The error I am getting is [Errno 32] Broken pipe File "/home/dell/rahmi/env/lib/python3.5/site-packages/websocket/_app.py", line 268, in _callback callback(self, *args) File "watson-test.py", line 35, in on_open ws.send(piece) File "/home/dell/rahmi/env/lib/python3.5/site-packages/websocket/_app.py", line 117, in send if not self.sock or self.sock.send(data, opcode) == 0: File "/home/dell/rahmi/env/lib/python3.5/site-packages/websocket/_core.py", line 234, in send return self.send_frame(frame) File "/home/dell/rahmi/env/lib/python3.5/site-packages/websocket/_core.py", line 259, in send_frame l = self._send(data) File "/home/dell/rahmi/env/lib/python3.5/site-packages/websocket/_core.py", line 423, in _send return send(self.sock, data) File "/home/dell/rahmi/env/lib/python3.5/site-packages/websocket/_socket.py", line 116, in send return sock.send(data) File "/usr/lib/python3.5/ssl.py", line 861, in send return self._sslobj.write(data) File "/usr/lib/python3.5/ssl.py", line 586, in write return self._sslobj.write(data)


Solution

  • I took a quick look at your code and saw that there is a missing part, you are not signalling the end of the audio stream after pushing all the audio in the on_open method. You can signal the end of audio by sending an empty binary message or a text message with the string {'action': 'stop'}, as described here: https://www.ibm.com/watson/developercloud/doc/speech-to-text/websockets.html I believe that is why you do not get any result. Also please make sure you do not close the websocket until the server replies with the final result.

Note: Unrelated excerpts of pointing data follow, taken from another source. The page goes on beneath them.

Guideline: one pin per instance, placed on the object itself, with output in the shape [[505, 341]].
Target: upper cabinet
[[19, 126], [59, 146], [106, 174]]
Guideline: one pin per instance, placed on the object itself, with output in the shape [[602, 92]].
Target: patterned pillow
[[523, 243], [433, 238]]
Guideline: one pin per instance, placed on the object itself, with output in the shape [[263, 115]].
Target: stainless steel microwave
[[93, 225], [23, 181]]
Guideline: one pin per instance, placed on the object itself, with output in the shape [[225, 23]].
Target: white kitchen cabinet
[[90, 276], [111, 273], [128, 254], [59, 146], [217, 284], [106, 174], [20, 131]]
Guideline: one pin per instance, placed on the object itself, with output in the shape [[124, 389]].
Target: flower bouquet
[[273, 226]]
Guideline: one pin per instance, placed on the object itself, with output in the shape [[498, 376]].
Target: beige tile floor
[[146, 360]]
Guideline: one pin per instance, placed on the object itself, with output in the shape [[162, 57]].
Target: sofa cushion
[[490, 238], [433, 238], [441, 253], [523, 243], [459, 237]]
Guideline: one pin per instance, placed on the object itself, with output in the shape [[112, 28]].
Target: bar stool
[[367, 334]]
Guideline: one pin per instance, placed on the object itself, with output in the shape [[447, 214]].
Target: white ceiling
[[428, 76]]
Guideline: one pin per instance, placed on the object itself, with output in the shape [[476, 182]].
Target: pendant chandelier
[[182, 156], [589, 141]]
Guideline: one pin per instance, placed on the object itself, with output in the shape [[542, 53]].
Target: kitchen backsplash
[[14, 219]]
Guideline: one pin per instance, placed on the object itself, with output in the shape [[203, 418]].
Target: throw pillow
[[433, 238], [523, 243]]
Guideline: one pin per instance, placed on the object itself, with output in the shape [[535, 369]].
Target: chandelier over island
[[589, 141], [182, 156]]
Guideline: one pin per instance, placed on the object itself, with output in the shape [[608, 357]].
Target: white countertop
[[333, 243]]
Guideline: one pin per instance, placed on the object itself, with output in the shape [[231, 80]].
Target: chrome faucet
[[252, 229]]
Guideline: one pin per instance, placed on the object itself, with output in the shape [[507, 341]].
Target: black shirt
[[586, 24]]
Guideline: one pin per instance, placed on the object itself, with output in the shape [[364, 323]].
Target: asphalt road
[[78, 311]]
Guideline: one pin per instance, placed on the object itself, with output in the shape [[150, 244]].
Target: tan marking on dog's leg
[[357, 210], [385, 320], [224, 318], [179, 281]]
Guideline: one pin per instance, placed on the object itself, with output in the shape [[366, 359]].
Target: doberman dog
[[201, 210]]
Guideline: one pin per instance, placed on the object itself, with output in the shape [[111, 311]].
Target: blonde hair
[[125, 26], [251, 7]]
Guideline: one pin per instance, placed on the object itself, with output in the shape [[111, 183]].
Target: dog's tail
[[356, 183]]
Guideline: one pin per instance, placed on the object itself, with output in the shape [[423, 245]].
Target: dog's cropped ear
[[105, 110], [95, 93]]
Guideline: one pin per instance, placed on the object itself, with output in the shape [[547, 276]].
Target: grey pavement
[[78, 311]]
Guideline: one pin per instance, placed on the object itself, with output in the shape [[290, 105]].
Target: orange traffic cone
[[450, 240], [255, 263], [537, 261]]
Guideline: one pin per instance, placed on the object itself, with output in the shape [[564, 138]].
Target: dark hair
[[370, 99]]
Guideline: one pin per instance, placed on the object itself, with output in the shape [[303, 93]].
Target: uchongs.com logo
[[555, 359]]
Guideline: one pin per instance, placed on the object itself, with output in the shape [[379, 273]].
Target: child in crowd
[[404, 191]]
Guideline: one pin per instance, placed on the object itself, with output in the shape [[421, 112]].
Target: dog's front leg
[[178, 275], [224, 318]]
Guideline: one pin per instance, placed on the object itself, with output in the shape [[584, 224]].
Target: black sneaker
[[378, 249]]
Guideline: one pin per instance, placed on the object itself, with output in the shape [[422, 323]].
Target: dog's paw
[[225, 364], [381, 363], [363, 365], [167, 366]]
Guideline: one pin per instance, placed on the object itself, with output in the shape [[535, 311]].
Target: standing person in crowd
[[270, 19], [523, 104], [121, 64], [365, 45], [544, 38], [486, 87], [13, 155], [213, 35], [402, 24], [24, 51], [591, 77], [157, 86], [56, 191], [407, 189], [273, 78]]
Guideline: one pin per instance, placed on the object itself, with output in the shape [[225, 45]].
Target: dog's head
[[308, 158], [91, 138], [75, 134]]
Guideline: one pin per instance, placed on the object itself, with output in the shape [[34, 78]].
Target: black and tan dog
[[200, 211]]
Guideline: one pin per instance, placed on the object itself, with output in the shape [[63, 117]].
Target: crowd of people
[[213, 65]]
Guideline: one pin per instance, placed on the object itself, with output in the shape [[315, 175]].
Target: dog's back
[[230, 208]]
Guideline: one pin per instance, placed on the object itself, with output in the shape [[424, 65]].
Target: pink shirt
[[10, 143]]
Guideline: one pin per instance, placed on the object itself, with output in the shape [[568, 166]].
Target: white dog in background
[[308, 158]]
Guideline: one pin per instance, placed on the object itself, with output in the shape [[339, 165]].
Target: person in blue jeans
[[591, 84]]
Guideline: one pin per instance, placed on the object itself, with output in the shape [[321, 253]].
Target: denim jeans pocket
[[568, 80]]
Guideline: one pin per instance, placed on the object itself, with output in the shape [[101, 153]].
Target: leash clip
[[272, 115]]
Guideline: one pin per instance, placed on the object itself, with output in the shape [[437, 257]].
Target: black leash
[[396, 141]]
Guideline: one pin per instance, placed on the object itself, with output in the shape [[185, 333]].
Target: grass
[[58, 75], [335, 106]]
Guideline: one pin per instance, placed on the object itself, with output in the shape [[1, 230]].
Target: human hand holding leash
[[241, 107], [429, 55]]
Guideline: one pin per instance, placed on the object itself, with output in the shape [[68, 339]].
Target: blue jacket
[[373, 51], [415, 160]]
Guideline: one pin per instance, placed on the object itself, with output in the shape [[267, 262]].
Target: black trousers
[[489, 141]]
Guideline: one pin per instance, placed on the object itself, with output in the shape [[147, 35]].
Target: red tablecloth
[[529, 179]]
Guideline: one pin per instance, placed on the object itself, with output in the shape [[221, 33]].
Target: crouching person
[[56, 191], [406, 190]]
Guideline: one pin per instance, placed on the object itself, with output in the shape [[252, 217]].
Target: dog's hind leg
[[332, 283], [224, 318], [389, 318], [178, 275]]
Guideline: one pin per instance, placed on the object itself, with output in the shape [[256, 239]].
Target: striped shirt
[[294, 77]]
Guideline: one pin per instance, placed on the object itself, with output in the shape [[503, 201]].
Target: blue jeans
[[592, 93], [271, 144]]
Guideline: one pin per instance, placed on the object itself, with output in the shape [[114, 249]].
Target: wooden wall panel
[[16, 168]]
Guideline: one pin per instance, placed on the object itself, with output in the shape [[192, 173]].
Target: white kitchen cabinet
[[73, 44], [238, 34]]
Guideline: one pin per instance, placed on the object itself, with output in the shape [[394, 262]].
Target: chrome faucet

    Thank you for the answer Sayuri Mizuguchi, I actually wrote the code hosted in https://github.com/watson-developer-cloud/speech-to-text-websockets-python , which is a simple example of interacting with Watson STT via websockets. That project is being integrated into the Watson Python SDK here: https://github.com/watson-developer-cloud/python-sdk

    Regarding conversion to base64, you just need to make sure that the audio is sent as a binary message, websocket stacks usually come with the ability to send either a text message or a binary message.